Wednesday, June 11, 2008

Lather. Rinse. Repeat.

Throughout my eleven years of teaching, I have been consistently astonished by students' staggering inability to follow even the simplest instructions. Whether I speak them aloud, write them on the board, print and distribute them on paper, or some combination of all three, it amazes me how many students somehow manage to not do what they are specifically instructed to do, do what they are specifically instructed not to do, or do something in a way which is clearly and obviously different from how they are instructed to do it.

The simplest example I can think of is the mundane task of writing their names on their papers. It's one of the first things one is taught to do in school: Write your name on your paper. Yet year after I year I receive paper after paper, or notebook after notebook, with no name on it, even when I tell students before they hand it in, "Make sure your name is on your paper." I have reached the point where I pre-print essay forms, assignment sheets, and labels with the students' names already on them. In cases where I instruct the students to write their names in a particular place, e.g., the upper-right corner of the page, many of them manage to write it in the upper-left, lower-right, at the end of the essay, etc.; anywhere except where they were told.

Conversely, when I tell them they do not need to write their names or other headings, such as in their daily notebook entries, and that they only need to label each entry with the date and the letter "Q" (for quote response) or "C" (for class work), they still write the full header (name, school, class, teacher, date) anyway. When I instruct them not to copy the quote off the board and just write the response, they copy the quote down anyway.

I'm giving my final exam this week. It's an extended "critical lens" essay, in which the students are instructed to select a critical lens from the list in their handbooks of all the ones that have been used on past Regents exams, excepting the ones we've used already, and use it to analyze all of the texts we have studied this year.

The students are writing their essays in Regents Essay Booklets. I have affixed labels to each booklet with the students' names on them, and I told them they did not need to fill in their name, school and date in the spaces on the booklet. Nearly everyone did so anyway.

I gave the students comprehensive printed instructions, which tell the students to select a critical lens from the list, and where to find the list. From the early results I have seen, at least two have instead selected quotations used in class which are not critical lens statements and thus not on that list. At least one chose one of the off-limits statements (the ones we used on prior essays).

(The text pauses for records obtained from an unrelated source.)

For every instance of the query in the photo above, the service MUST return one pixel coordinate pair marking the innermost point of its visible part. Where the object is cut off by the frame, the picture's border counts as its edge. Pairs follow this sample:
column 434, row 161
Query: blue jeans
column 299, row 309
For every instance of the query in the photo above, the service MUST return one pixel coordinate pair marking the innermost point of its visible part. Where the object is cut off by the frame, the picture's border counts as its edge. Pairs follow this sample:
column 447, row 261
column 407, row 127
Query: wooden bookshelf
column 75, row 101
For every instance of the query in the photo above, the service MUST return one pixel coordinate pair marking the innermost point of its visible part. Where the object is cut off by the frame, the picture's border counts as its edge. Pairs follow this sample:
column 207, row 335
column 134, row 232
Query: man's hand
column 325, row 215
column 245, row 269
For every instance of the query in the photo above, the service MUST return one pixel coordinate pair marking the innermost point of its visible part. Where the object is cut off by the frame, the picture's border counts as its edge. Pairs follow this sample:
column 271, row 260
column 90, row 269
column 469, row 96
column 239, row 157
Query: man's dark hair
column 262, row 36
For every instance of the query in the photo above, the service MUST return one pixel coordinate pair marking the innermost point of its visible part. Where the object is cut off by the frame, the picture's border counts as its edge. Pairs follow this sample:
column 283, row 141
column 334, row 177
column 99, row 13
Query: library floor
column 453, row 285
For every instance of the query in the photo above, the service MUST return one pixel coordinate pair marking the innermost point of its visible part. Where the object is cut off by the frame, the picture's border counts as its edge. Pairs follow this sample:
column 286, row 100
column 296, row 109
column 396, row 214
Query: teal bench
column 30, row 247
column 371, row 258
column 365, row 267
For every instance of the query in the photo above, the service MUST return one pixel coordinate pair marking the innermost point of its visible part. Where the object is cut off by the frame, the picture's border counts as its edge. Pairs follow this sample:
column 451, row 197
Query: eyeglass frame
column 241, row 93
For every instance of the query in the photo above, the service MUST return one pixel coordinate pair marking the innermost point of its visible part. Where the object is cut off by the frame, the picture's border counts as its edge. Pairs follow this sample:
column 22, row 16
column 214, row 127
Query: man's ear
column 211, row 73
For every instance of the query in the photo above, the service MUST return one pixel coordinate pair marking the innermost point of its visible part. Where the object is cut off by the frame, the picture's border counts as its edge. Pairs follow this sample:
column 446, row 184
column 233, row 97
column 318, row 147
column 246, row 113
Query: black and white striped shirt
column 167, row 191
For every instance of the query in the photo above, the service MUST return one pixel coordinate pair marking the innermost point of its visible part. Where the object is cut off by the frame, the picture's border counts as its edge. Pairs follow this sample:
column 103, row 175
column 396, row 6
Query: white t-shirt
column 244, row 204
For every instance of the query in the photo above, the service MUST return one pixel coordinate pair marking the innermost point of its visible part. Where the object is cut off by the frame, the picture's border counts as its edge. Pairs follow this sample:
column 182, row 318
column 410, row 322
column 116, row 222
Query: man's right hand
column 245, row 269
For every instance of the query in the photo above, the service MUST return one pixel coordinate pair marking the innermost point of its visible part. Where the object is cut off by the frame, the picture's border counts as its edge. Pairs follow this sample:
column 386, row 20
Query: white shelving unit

The instructions also tell students not to include the title/author/genre (TAG) of all six texts in the essay's thesis statement, but rather to refer to "The six literary works discussed herein..." At least a dozen nonetheless wrote thesis statements containing all six TAGs. Others wrote thesis statements containing fewer than six TAGs. Three contained only one TAG, that of the book we read most recently. Several have no thesis statement at all.

Sometimes things like this happen because students are just too lazy to read instructions, let alone think about, understand, or follow them. The instructions clearly state that students may write about the texts, which are listed on the instruction sheet, "in any sequence," yet I have been asked at least a dozen times if they "have to be in this order?" I've also been asked a few times who the author of one of the texts is, even though all six are printed on the instruction sheet. (Note that the instructions also state that students "may not ask any questions.")

Sadly, this happens on Regents exams too. Students who are told to bring pencils bring pens, and vice-versa; or, if told to bring both, they bring only one; or, they bring no writing instruments at all. They bring things like food and cell phones into exam rooms even though they are told not to. They neglect to write their names, sign affirmations, fill out information on forms, write their answers in the appropriate spaces, etc. I had a student fail the Regents two years ago because he did not write his multiple-choice answers on the answer sheet. This after I spent the entire year reminding my 11th-grade students to do that very thing.

I've been thinking for years about doing an experiment with a class: Instructing them to draw on a sheet of paper, from left to right, a circle, a square and a triangle, and nothing else. I would be willing to bet that in a class of 30, 5 would not do it at all, 5 would draw the shapes in the wrong order, 5 would arrange them vertically, spatially or one-inside-the-other instead of horizontally, 5 would be unable to do it for lack of paper or writing instrument, 5 would write their name, school, class, teacher and date on the page along with the shapes, and the other 5 would spend so much time agonizing over and asking questions about how big the shapes needed to be, whether they had to be the same size, whether to orient the page portrait or landscape, whether lined or unlined paper was OK, whether pen or pencil was OK, whether red or green or orange or pink pen was OK, whether the circle could be a different color than the square, whether they had to put their name on it, whether it would be graded, whether they could do it later and hand it in at the end of the day, etc., that it would render the whole exercise pointless.

1 comment:

Anonymous said...

If you have an ordinaty class, the typical IQ distribution applies. Chances are that you may have a kid that is unavble to follow instructions.